Anyway for Lori L.’s birthday, we observed the typical rituals for this momentous occasion. There was the pre-bar bash as Lori L. and her friends waited for midnight to roll around, passing the time with quarters, shot glasses, and that mixture of club/80s music that girls can’t get enough of.
There was the arrival at the bar at the stroke of midnight for an outpouring of mixed drinks and dancing of an ever diminishing coordination. Finally there was the long walk home after last call, a walk that had seemed so short on the way to the bar. And throughout the celebration there was the alcohol for the birthday girl, who, trying as she might, failed to reach the 21-drink benchmark that we, her friends, had set for her.
All of this gave me pause to think about what we, Lori L.’s “friends,” had done to her. What kind of “friends” make friends drink dangerously large quantities of alcohol on their birthdays of all days? Bringing them drink after drink after drink. Animals don’t even act this way. Except maybe those little trained monkeys – they could bring people drink after drink after drink.
But I doubt that Bananas and Coco could master the intricacies of a shooter such as the Flaming Blue Jesus or Slow Comfortable Screw Against the Wall with Satin Pillows the Hard Way. No, they’d probably just bring you out a Bud with a little pink umbrella in it (one bottle of Budweiser, one little pink umbrella).
Why do we drown our friends’ birthdays with mixed drinks we’d be embarrassed to order on any other day? Are we trying to kill them? Perhaps. But more importantly, where do we get these crazy ideas about alcohol anyway? One place I think is the deceptive entertainment industry.
The movies we watched in junior high filled up our heads with ideas of how much fun high school was going to be. But instead of regular weekend rages at someone whose parents were perpetually in Europe’s house, where beer flowed like water and the football team built towering pyramids of empties, my friends and I sneaked six-packs down cellar doors while their mothers were upstairs watching Lifetime.
The movies we watched in high school have only led to some disappointing weekends here at GW. Where is our Bluto? Our Animal House? Why do all the fraternity parties I’ve been to make me envy sardines for the room they have in their little tin containers? It’s all Hollywood’s fault for getting my darned expectations up so high.

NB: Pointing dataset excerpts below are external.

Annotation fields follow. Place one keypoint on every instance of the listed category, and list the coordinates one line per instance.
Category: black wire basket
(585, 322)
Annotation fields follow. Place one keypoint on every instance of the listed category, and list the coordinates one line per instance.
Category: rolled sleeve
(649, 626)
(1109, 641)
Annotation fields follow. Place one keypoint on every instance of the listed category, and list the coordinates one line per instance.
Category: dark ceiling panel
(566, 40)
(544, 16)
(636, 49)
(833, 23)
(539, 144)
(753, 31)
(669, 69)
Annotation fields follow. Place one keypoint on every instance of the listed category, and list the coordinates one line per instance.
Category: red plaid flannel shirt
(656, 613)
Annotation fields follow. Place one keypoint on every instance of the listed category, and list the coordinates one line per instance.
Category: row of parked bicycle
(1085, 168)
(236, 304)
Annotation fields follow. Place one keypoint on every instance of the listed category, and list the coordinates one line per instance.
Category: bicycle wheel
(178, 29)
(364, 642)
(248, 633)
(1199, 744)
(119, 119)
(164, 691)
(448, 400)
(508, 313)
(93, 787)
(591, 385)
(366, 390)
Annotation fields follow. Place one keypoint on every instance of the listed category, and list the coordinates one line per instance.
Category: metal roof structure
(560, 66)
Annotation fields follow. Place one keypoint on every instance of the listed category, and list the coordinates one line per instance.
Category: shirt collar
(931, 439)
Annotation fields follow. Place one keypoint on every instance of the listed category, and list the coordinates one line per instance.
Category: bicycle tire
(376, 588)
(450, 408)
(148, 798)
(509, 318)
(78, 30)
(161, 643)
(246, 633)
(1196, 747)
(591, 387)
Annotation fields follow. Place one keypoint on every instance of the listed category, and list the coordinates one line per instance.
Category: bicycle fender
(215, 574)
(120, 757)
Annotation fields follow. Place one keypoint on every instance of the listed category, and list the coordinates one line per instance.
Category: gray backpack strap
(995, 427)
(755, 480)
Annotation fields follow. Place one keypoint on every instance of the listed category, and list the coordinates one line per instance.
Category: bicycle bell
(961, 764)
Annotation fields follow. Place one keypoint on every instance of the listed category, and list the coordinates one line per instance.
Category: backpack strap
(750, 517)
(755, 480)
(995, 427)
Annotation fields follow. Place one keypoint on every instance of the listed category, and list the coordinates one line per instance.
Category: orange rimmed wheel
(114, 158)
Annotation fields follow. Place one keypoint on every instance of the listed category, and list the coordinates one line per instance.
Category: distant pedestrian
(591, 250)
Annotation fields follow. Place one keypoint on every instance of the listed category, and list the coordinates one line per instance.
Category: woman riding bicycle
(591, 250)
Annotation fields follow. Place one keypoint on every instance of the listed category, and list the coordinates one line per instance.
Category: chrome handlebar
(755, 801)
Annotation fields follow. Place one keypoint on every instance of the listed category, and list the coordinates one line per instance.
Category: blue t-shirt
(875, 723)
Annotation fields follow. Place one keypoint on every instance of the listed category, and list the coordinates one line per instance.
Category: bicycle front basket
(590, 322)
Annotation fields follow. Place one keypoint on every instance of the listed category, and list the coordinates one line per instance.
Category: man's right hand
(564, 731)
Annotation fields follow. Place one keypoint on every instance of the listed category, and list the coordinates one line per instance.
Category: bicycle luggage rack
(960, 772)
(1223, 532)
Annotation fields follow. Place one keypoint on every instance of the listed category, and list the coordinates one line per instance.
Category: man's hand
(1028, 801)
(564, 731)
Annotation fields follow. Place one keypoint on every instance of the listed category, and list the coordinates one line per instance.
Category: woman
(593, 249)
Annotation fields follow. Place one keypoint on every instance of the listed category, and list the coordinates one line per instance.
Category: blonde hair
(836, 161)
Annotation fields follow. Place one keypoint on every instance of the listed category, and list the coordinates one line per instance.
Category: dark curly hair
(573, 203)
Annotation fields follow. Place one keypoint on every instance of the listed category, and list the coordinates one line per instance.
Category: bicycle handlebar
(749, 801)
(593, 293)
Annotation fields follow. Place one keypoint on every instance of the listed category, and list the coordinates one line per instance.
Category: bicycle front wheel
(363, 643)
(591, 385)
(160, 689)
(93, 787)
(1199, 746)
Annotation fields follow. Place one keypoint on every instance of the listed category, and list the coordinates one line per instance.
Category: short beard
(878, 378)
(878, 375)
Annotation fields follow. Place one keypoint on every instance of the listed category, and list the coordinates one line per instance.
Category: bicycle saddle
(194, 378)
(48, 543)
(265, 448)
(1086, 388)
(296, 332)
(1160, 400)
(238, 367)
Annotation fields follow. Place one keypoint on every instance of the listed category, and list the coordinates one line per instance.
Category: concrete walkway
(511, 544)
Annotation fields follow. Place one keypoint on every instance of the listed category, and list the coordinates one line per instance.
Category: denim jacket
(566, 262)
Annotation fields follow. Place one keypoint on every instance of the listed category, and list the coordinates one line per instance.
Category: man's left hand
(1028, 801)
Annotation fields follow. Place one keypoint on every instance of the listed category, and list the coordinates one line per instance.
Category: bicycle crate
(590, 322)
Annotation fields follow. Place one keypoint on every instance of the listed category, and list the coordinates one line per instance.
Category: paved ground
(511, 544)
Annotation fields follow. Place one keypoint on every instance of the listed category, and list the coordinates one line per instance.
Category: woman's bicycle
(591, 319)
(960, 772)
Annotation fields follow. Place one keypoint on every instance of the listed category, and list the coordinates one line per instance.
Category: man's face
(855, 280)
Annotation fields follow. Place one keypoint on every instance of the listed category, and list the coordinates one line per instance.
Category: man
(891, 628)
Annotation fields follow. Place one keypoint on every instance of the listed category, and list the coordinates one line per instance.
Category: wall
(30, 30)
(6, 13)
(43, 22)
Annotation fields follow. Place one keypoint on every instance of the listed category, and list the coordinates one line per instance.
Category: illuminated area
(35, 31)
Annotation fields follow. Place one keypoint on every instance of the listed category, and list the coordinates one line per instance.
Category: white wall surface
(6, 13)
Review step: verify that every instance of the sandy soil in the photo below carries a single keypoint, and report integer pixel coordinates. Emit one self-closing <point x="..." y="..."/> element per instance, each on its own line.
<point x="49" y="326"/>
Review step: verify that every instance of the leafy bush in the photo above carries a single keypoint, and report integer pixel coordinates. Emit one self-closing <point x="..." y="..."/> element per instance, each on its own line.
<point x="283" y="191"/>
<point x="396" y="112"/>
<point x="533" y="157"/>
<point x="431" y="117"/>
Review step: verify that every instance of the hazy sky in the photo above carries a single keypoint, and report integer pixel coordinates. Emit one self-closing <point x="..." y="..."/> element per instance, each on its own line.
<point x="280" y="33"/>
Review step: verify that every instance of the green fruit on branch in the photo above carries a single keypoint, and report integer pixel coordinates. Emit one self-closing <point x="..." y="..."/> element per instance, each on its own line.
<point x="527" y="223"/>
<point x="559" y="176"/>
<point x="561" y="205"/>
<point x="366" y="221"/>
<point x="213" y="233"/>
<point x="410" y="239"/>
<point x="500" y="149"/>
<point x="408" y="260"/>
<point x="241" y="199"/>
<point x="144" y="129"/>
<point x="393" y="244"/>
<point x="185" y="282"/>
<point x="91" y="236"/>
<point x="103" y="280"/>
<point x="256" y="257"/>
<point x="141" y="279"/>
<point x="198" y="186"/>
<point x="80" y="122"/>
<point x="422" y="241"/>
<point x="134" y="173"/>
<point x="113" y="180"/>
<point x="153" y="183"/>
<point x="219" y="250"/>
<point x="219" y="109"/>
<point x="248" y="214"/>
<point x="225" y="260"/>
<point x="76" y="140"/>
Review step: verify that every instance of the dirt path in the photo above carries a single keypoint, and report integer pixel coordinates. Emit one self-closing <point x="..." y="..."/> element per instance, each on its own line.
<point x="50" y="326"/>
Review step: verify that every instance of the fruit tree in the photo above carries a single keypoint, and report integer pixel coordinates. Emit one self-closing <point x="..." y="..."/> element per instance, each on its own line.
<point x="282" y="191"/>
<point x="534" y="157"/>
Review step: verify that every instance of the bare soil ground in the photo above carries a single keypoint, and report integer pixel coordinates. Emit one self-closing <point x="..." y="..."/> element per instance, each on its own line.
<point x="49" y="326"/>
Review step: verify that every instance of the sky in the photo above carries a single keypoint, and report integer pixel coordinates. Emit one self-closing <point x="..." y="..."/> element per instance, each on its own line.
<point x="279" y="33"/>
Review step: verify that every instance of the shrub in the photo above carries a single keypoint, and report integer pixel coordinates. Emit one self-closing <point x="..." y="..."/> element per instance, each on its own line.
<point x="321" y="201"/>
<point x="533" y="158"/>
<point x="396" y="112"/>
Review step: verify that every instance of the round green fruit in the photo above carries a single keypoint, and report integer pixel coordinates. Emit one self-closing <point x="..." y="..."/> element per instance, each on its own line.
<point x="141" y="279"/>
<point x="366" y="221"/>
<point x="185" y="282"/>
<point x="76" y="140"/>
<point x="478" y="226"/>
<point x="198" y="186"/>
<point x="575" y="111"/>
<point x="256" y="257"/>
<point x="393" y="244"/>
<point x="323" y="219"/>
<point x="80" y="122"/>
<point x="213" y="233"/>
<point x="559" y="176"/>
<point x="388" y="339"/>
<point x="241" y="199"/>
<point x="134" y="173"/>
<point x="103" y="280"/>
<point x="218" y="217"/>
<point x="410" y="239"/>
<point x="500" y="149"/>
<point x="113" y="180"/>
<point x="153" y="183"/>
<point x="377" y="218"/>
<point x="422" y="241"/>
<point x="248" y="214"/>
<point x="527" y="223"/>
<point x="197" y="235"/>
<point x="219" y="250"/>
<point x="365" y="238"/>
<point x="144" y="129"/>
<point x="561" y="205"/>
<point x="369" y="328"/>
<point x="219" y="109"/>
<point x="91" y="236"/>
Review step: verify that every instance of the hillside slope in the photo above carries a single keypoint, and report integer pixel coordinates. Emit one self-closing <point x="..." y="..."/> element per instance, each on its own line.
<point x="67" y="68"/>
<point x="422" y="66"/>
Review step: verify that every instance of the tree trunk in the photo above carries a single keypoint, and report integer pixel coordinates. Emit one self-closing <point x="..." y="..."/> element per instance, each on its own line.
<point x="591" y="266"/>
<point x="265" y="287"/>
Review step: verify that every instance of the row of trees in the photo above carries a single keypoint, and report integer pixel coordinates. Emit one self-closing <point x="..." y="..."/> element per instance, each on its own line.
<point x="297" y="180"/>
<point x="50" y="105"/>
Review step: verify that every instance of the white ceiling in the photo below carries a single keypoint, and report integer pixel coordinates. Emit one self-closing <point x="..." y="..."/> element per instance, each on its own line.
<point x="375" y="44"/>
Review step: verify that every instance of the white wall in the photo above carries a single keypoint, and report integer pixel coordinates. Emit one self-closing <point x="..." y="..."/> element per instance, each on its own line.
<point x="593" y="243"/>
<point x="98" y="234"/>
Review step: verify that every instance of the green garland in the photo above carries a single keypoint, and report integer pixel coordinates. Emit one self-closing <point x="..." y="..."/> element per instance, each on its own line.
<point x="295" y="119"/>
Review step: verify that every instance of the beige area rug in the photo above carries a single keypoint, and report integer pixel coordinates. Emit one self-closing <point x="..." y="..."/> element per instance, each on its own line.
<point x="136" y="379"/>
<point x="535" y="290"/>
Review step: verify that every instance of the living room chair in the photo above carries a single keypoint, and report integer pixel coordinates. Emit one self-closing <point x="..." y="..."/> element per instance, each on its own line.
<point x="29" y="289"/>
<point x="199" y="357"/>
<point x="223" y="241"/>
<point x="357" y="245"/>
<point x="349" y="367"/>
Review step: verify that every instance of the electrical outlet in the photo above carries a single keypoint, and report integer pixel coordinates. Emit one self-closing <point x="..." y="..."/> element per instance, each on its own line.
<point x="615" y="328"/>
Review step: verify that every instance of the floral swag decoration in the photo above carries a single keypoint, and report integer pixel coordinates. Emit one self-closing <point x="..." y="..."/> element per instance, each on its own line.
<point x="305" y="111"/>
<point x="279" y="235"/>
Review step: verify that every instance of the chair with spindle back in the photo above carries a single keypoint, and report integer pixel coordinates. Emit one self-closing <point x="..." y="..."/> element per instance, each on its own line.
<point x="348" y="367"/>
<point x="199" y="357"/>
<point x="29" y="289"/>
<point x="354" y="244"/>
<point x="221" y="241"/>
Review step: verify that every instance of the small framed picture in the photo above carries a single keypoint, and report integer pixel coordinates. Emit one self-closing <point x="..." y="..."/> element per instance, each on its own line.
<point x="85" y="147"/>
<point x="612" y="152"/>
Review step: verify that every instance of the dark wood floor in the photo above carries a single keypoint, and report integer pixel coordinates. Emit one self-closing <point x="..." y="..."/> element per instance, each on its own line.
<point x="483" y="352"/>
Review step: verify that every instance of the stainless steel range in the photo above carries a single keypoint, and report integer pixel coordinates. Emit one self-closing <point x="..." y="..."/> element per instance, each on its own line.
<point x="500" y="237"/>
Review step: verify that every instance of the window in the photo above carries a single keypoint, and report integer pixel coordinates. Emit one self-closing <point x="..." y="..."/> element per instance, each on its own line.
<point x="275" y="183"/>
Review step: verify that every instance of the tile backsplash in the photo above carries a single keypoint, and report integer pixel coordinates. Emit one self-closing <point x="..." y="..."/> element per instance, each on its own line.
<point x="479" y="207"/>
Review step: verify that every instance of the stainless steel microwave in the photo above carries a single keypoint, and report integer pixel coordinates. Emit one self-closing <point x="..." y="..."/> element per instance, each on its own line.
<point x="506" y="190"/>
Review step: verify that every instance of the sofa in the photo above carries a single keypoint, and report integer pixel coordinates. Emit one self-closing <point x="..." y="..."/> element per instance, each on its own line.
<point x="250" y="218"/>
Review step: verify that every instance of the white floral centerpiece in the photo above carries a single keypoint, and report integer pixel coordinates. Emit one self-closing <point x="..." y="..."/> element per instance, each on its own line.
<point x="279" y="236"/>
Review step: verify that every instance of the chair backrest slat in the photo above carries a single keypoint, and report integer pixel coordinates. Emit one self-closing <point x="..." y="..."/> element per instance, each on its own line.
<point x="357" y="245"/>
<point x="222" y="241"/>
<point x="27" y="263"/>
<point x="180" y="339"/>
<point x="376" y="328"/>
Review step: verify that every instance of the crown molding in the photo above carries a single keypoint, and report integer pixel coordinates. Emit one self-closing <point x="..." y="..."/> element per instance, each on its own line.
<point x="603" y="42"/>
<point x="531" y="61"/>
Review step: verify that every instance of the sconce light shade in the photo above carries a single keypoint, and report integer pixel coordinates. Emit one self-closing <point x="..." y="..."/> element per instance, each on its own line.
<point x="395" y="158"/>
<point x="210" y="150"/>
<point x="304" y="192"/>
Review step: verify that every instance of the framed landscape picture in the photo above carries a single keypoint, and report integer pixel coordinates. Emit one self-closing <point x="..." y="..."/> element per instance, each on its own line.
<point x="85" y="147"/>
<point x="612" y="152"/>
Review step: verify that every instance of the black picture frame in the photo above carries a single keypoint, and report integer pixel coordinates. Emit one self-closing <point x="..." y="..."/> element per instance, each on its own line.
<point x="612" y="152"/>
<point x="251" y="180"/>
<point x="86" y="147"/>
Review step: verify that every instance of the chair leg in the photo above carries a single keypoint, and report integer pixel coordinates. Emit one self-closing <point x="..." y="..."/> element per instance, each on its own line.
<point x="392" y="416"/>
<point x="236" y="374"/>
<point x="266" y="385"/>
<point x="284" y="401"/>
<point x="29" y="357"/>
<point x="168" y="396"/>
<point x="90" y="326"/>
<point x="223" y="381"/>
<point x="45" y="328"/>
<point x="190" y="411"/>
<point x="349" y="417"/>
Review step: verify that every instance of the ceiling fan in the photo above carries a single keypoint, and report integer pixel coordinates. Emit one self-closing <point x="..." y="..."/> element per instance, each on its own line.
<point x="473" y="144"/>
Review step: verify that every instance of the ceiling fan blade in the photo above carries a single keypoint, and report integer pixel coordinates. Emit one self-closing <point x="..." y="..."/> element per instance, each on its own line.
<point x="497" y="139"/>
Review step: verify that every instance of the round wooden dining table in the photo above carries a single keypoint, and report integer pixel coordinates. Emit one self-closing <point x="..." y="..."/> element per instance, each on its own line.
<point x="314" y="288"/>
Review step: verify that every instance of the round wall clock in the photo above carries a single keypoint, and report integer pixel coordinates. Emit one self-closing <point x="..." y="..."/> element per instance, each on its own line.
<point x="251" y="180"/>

What can we expect after graduation? Cheers says that we’ll be hanging out in places where everybody knows your name, but when the people who know your name are a postal worker, an unemployed house painter, a burnt-out pitcher, and a Freudian psychologist, it’s time to change your name.
And it’s not only Hollywood that deceives us, those Madison Avenue advertising executives do their fair share too. Alcohol doesn’t send you down to a warm tropical paradise – it puts you down onto your cold bathroom floor. When was the last time you changed your whole latitude with a Corona? All I get is a craving for nachos and five minutes wasted trying to remember which is latitude and which is longitude.
Or the Budweiser ferret. Sure he’s a singing virtuoso, but what does that tell me about the product? And I’m getting tired of the increasingly declining quality of the Absolut ads; it’s time for that firm to come up with something new.
I’m not trying to blame all of the ills of alcohol on those who would entertain us in order get at our wallets. Nor am I saying that they cast an ideal world of alcohol up onto the silver screen – Leaving Las Vegas could make even Ted Kennedy set aside alcohol, for at least five, maybe 10, minutes. I’m just saying that equal time should be given to the softer, cooler, porcelain side of Sears.err, I mean alcohol.
Maybe then we’ll think about moderation before the hangover sets in.